Many clients are concerned about paying inheritance tax as the rate of tax payable is 40%.
Our experienced team can advise you on the options available and guide you through the legal processes.
Clients often feel that it is an unfair tax, having worked hard all of their lives, paying tax along the way, only to be taxed again on their wealth when they die.
However, not everyone pays inheritance tax as there are allowances and exemptions available. Getting the right advice at an early stage is key to minimising the amount of tax you pay.
Inheritance tax is potentially payable if the value of your Estate when you die exceeds the nil-rate band threshold. This is currently set at £325,000. The value of your Estate includes everything you own in your sole name and your share of any jointly owned assets.
In addition to the nil-rate band, certain exemptions can apply so that assets can be passed on death without any inheritance tax becoming due, for example gifts on death to a UK domiciled spouse or civil partner or to a UK registered charity are fully exempt from inheritance tax. Some types of business assets and agricultural property owned by the deceased can also qualify for more favourable tax treatment.
Since the introduction of the transferable nil-rate band in 2007, any unused part of the nil-rate band of a deceased spouse or civil partner can be transferred to the surviving spouse or civil partner so as to increase their own nil-rate band. This can potentially increase the nil-rate band threshold of the surviving spouse or civil partner to £650,000. This allowance is not automatic and must be claimed within two years of death so it is essential that records are kept following the first death in support of a claim to be made on the second death, even if a Grant of Representation was not required.
For those clients owning their own home, the residence nil-rate band is a further allowance that may be available, provided certain conditions are met. For deaths occurring in the tax year 2020/2021, this means that an individual potentially has a further allowance of £175,000 to set against the value of their property.
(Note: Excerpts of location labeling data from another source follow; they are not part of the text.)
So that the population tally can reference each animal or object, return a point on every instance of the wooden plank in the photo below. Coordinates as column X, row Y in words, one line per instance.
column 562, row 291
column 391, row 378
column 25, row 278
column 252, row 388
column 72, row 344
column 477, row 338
The rules allow the unused residence nil-rate band of a deceased spouse or civil partner to be transferred to a surviving spouse or civil partner, potentially increasing their available residence nil-rate band to £350,000. These rules are very complicated so it is important to take professional advice to maximise the allowances available.
Making gifts, either to an individual or to a trust, is one of the simplest ways of reducing your inheritance tax liability. There are many planning opportunities available, but there are also some pitfalls, so it is crucial to take proper advice.
Life Assurance and Pension Policies
Straightforward inheritance tax planning opportunities are available for life assurance and pension policies. We can help you to review the arrangements you have in place to ensure that they are as tax-efficient as possible.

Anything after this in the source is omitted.